Текебай не вымолвил ни слова, сидел все время пришибленный. Тем сильнее расходилась Букен:
— О-о, боже! Не мучай нас, верных своих рабов. Не Текебай, а я поминала каждый четверг его отца и мать, нажарив поминальных лепешек или зарезав скотину. Это ли моя вина, Текебай?! Есть у тебя язык? О чтоб тебя покарал дух предков! Откуда мне знать, что на душе у твоей жены, с которой ты вместе спал? Разве ты не знаешь, она точно взбесилась, не признавала тебя за мужа и зарилась на других мужчин. Каждую ночь под пятницу она металась, как сумасшедшая, брызгая слюной! Небось и вам приходилось видеть, дорогие аилчане, как эта женщина, потеряв всякий стыд, вместе с парнями скакала на бычке? Скажите свое справедливое слово…
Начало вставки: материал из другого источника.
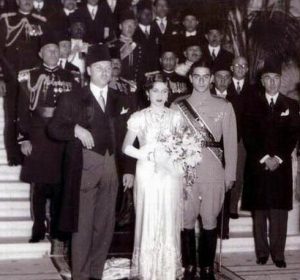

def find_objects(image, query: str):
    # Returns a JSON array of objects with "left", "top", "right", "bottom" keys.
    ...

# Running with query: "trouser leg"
[
  {"left": 217, "top": 190, "right": 232, "bottom": 239},
  {"left": 269, "top": 209, "right": 288, "bottom": 261},
  {"left": 31, "top": 184, "right": 48, "bottom": 239},
  {"left": 253, "top": 210, "right": 270, "bottom": 258}
]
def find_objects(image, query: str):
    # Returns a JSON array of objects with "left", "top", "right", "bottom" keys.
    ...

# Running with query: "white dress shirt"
[
  {"left": 139, "top": 23, "right": 150, "bottom": 35},
  {"left": 208, "top": 45, "right": 221, "bottom": 57},
  {"left": 232, "top": 78, "right": 245, "bottom": 90},
  {"left": 90, "top": 82, "right": 108, "bottom": 105},
  {"left": 87, "top": 4, "right": 98, "bottom": 19},
  {"left": 185, "top": 30, "right": 197, "bottom": 37}
]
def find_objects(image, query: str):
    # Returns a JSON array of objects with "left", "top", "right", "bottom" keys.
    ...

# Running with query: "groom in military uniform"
[{"left": 173, "top": 62, "right": 237, "bottom": 279}]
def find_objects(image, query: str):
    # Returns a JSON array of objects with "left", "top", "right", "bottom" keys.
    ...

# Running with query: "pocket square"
[
  {"left": 120, "top": 107, "right": 129, "bottom": 115},
  {"left": 280, "top": 109, "right": 290, "bottom": 117}
]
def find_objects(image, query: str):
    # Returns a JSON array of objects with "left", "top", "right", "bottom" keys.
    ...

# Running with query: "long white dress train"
[{"left": 128, "top": 108, "right": 182, "bottom": 280}]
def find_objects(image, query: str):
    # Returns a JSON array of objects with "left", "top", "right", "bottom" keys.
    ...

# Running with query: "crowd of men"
[{"left": 0, "top": 0, "right": 299, "bottom": 279}]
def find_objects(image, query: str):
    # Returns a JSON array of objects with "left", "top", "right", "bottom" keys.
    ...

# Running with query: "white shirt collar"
[
  {"left": 208, "top": 45, "right": 221, "bottom": 56},
  {"left": 215, "top": 87, "right": 227, "bottom": 98},
  {"left": 185, "top": 30, "right": 197, "bottom": 37},
  {"left": 87, "top": 4, "right": 98, "bottom": 15},
  {"left": 265, "top": 92, "right": 279, "bottom": 105},
  {"left": 139, "top": 23, "right": 150, "bottom": 34},
  {"left": 90, "top": 82, "right": 108, "bottom": 104},
  {"left": 64, "top": 8, "right": 76, "bottom": 16},
  {"left": 232, "top": 78, "right": 245, "bottom": 89},
  {"left": 155, "top": 17, "right": 167, "bottom": 24},
  {"left": 33, "top": 1, "right": 45, "bottom": 10}
]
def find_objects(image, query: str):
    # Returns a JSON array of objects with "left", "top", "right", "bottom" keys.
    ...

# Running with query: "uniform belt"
[
  {"left": 202, "top": 141, "right": 222, "bottom": 148},
  {"left": 36, "top": 107, "right": 55, "bottom": 118}
]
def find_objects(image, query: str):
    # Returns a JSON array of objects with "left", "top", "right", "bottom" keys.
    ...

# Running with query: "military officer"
[
  {"left": 18, "top": 32, "right": 76, "bottom": 243},
  {"left": 173, "top": 62, "right": 237, "bottom": 279},
  {"left": 0, "top": 0, "right": 46, "bottom": 165}
]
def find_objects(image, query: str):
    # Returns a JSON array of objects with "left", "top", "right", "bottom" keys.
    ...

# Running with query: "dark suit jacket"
[
  {"left": 74, "top": 0, "right": 114, "bottom": 44},
  {"left": 202, "top": 45, "right": 234, "bottom": 72},
  {"left": 242, "top": 93, "right": 299, "bottom": 210},
  {"left": 48, "top": 87, "right": 135, "bottom": 232}
]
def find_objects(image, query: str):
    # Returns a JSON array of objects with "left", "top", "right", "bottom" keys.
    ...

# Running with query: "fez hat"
[
  {"left": 109, "top": 46, "right": 120, "bottom": 59},
  {"left": 56, "top": 31, "right": 71, "bottom": 43},
  {"left": 119, "top": 10, "right": 136, "bottom": 23},
  {"left": 41, "top": 30, "right": 58, "bottom": 48},
  {"left": 86, "top": 44, "right": 111, "bottom": 66},
  {"left": 261, "top": 57, "right": 281, "bottom": 75},
  {"left": 183, "top": 36, "right": 201, "bottom": 50},
  {"left": 181, "top": 8, "right": 199, "bottom": 21}
]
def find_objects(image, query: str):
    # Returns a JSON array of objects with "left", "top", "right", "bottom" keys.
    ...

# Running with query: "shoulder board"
[
  {"left": 31, "top": 13, "right": 47, "bottom": 22},
  {"left": 18, "top": 67, "right": 38, "bottom": 83},
  {"left": 211, "top": 94, "right": 230, "bottom": 103},
  {"left": 173, "top": 94, "right": 191, "bottom": 104},
  {"left": 0, "top": 13, "right": 17, "bottom": 19}
]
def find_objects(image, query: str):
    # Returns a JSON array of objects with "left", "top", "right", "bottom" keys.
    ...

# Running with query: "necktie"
[
  {"left": 145, "top": 26, "right": 150, "bottom": 39},
  {"left": 92, "top": 7, "right": 96, "bottom": 20},
  {"left": 97, "top": 90, "right": 105, "bottom": 112},
  {"left": 236, "top": 82, "right": 241, "bottom": 93},
  {"left": 159, "top": 20, "right": 165, "bottom": 34},
  {"left": 270, "top": 98, "right": 275, "bottom": 112},
  {"left": 211, "top": 49, "right": 216, "bottom": 60}
]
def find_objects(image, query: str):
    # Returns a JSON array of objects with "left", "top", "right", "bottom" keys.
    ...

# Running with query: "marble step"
[
  {"left": 0, "top": 237, "right": 51, "bottom": 260},
  {"left": 0, "top": 164, "right": 21, "bottom": 181},
  {"left": 217, "top": 232, "right": 300, "bottom": 253},
  {"left": 0, "top": 181, "right": 30, "bottom": 199},
  {"left": 0, "top": 198, "right": 31, "bottom": 219},
  {"left": 0, "top": 217, "right": 33, "bottom": 239}
]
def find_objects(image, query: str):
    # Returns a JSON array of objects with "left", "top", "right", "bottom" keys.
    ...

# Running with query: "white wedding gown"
[{"left": 128, "top": 108, "right": 182, "bottom": 280}]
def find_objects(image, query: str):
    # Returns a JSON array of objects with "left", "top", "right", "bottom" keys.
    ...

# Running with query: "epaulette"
[
  {"left": 31, "top": 13, "right": 47, "bottom": 22},
  {"left": 0, "top": 13, "right": 17, "bottom": 19},
  {"left": 173, "top": 94, "right": 191, "bottom": 104},
  {"left": 18, "top": 67, "right": 38, "bottom": 83},
  {"left": 145, "top": 70, "right": 160, "bottom": 78},
  {"left": 211, "top": 94, "right": 229, "bottom": 103}
]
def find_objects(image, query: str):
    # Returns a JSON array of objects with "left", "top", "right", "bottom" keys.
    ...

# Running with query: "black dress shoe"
[
  {"left": 183, "top": 265, "right": 196, "bottom": 280},
  {"left": 28, "top": 236, "right": 45, "bottom": 243},
  {"left": 229, "top": 213, "right": 240, "bottom": 220},
  {"left": 274, "top": 261, "right": 286, "bottom": 268},
  {"left": 256, "top": 257, "right": 268, "bottom": 265}
]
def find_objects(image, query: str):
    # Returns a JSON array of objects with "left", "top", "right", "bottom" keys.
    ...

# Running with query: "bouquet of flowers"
[{"left": 158, "top": 129, "right": 204, "bottom": 186}]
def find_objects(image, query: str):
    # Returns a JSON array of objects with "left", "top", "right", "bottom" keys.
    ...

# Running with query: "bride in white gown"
[{"left": 123, "top": 76, "right": 183, "bottom": 280}]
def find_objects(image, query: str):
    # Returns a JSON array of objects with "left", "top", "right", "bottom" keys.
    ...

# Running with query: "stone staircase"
[{"left": 0, "top": 97, "right": 50, "bottom": 260}]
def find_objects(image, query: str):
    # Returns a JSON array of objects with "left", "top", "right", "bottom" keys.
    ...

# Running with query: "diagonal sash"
[{"left": 177, "top": 99, "right": 224, "bottom": 165}]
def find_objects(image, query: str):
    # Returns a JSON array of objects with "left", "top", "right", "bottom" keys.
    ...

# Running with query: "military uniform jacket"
[
  {"left": 242, "top": 93, "right": 299, "bottom": 210},
  {"left": 0, "top": 12, "right": 46, "bottom": 76},
  {"left": 172, "top": 94, "right": 237, "bottom": 183},
  {"left": 161, "top": 71, "right": 189, "bottom": 105},
  {"left": 18, "top": 66, "right": 76, "bottom": 184}
]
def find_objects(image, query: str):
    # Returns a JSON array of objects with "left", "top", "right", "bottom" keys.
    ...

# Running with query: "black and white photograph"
[{"left": 0, "top": 0, "right": 300, "bottom": 280}]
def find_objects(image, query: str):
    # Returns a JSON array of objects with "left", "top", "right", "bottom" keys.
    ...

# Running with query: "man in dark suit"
[
  {"left": 133, "top": 1, "right": 159, "bottom": 73},
  {"left": 18, "top": 32, "right": 76, "bottom": 243},
  {"left": 242, "top": 58, "right": 299, "bottom": 268},
  {"left": 74, "top": 0, "right": 115, "bottom": 44},
  {"left": 49, "top": 45, "right": 134, "bottom": 280},
  {"left": 203, "top": 23, "right": 234, "bottom": 72}
]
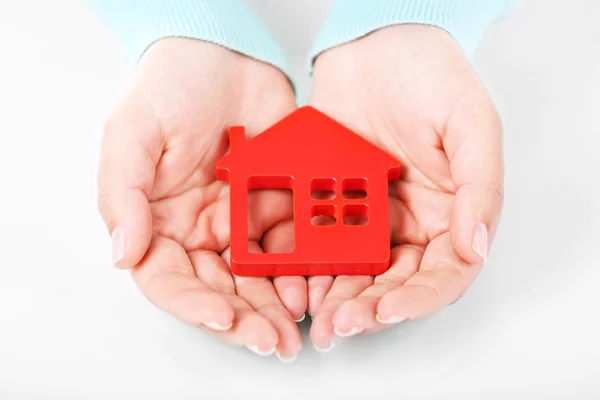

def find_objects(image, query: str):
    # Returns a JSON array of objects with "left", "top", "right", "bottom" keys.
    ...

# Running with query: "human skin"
[
  {"left": 308, "top": 25, "right": 504, "bottom": 349},
  {"left": 98, "top": 38, "right": 307, "bottom": 361},
  {"left": 98, "top": 25, "right": 503, "bottom": 361}
]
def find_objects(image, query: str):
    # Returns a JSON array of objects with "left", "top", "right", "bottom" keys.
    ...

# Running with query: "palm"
[
  {"left": 309, "top": 27, "right": 502, "bottom": 347},
  {"left": 101, "top": 40, "right": 306, "bottom": 357}
]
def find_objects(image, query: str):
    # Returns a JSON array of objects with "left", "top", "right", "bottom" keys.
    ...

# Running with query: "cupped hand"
[
  {"left": 98, "top": 38, "right": 307, "bottom": 360},
  {"left": 308, "top": 25, "right": 503, "bottom": 349}
]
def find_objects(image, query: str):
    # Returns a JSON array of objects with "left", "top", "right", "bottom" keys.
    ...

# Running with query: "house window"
[
  {"left": 310, "top": 204, "right": 337, "bottom": 226},
  {"left": 310, "top": 178, "right": 369, "bottom": 226},
  {"left": 342, "top": 178, "right": 367, "bottom": 199},
  {"left": 310, "top": 178, "right": 336, "bottom": 200},
  {"left": 343, "top": 204, "right": 369, "bottom": 225}
]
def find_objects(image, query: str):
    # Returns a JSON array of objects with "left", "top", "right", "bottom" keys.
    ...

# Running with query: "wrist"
[
  {"left": 310, "top": 0, "right": 518, "bottom": 68},
  {"left": 87, "top": 0, "right": 289, "bottom": 83}
]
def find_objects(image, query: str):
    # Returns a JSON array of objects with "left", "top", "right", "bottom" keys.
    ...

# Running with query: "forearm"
[
  {"left": 87, "top": 0, "right": 287, "bottom": 73},
  {"left": 310, "top": 0, "right": 518, "bottom": 67}
]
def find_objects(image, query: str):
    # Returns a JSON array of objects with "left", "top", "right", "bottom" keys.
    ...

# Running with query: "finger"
[
  {"left": 98, "top": 100, "right": 162, "bottom": 268},
  {"left": 306, "top": 276, "right": 335, "bottom": 317},
  {"left": 131, "top": 236, "right": 235, "bottom": 330},
  {"left": 333, "top": 245, "right": 423, "bottom": 333},
  {"left": 222, "top": 242, "right": 302, "bottom": 362},
  {"left": 443, "top": 98, "right": 504, "bottom": 264},
  {"left": 190, "top": 247, "right": 278, "bottom": 356},
  {"left": 377, "top": 233, "right": 481, "bottom": 323},
  {"left": 262, "top": 221, "right": 308, "bottom": 322},
  {"left": 310, "top": 276, "right": 373, "bottom": 351}
]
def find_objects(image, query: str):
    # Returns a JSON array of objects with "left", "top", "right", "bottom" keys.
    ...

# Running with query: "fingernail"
[
  {"left": 111, "top": 227, "right": 125, "bottom": 264},
  {"left": 472, "top": 222, "right": 488, "bottom": 261},
  {"left": 275, "top": 352, "right": 298, "bottom": 364},
  {"left": 313, "top": 342, "right": 335, "bottom": 353},
  {"left": 202, "top": 321, "right": 233, "bottom": 331},
  {"left": 333, "top": 327, "right": 364, "bottom": 337},
  {"left": 246, "top": 345, "right": 275, "bottom": 357},
  {"left": 375, "top": 314, "right": 406, "bottom": 325}
]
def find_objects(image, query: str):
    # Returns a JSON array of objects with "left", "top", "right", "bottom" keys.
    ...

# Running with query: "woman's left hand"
[{"left": 308, "top": 25, "right": 503, "bottom": 349}]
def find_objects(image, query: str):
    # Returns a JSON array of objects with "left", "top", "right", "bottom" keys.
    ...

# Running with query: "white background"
[{"left": 0, "top": 0, "right": 600, "bottom": 400}]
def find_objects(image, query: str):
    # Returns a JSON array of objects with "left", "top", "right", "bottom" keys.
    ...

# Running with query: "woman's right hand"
[{"left": 98, "top": 38, "right": 307, "bottom": 361}]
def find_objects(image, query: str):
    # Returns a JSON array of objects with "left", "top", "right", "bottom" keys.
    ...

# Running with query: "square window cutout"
[
  {"left": 310, "top": 178, "right": 336, "bottom": 200},
  {"left": 342, "top": 178, "right": 367, "bottom": 199},
  {"left": 310, "top": 204, "right": 337, "bottom": 226},
  {"left": 344, "top": 204, "right": 369, "bottom": 226}
]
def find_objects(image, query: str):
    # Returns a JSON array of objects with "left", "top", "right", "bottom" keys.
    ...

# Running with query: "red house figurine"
[{"left": 217, "top": 107, "right": 400, "bottom": 276}]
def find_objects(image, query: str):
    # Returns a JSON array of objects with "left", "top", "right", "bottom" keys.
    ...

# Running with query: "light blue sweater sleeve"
[
  {"left": 310, "top": 0, "right": 518, "bottom": 68},
  {"left": 87, "top": 0, "right": 289, "bottom": 76}
]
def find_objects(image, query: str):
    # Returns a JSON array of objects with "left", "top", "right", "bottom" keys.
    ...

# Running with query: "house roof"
[{"left": 217, "top": 106, "right": 400, "bottom": 175}]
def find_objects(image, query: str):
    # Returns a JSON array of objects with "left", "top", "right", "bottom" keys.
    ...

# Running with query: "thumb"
[
  {"left": 444, "top": 100, "right": 504, "bottom": 264},
  {"left": 98, "top": 107, "right": 162, "bottom": 268}
]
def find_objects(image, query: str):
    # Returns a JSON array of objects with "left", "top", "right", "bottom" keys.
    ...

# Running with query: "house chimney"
[{"left": 229, "top": 126, "right": 246, "bottom": 153}]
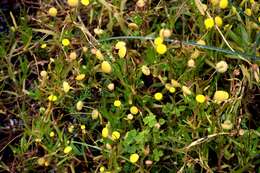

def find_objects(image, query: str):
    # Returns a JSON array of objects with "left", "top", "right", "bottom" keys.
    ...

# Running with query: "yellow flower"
[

Распалившаяся Букен, вероятно, обрушилась бы во всем на Батийну, только б ее не перебивали. Она бы сказала: «Это ты, мол, взбаламутила глупую женщину! Подлая салбар, чтоб мне видеть тебя при смерти! Хватит моих проклятий, чтоб ты околела, пусть даже ты побывала не то что в Москве, по и в самой Мекке! Пусть исчезнет само имя Букен, если так не свершится! Ты хочешь, наверное, отомстить всем мужчинам за то, что Алымбай оставил тебя в салбарах. Ты — дьявольское отродье, что сбивает толпу простодушных женщин, прожужжав уши: «Не позволяйте, мол, продавать себя за калым, не выходите замуж за стариков. Токолы, бросайте своих мужей!» Когда женщины теряют совесть, рушатся и обычаи. В небе начинают царить, размахивая крыльями, джинны и шайтаны, а взбесившиеся женщины распускают подолы своих платьев. Лучше уходи отсюда, не мути женщин, живущих в мире и покое!»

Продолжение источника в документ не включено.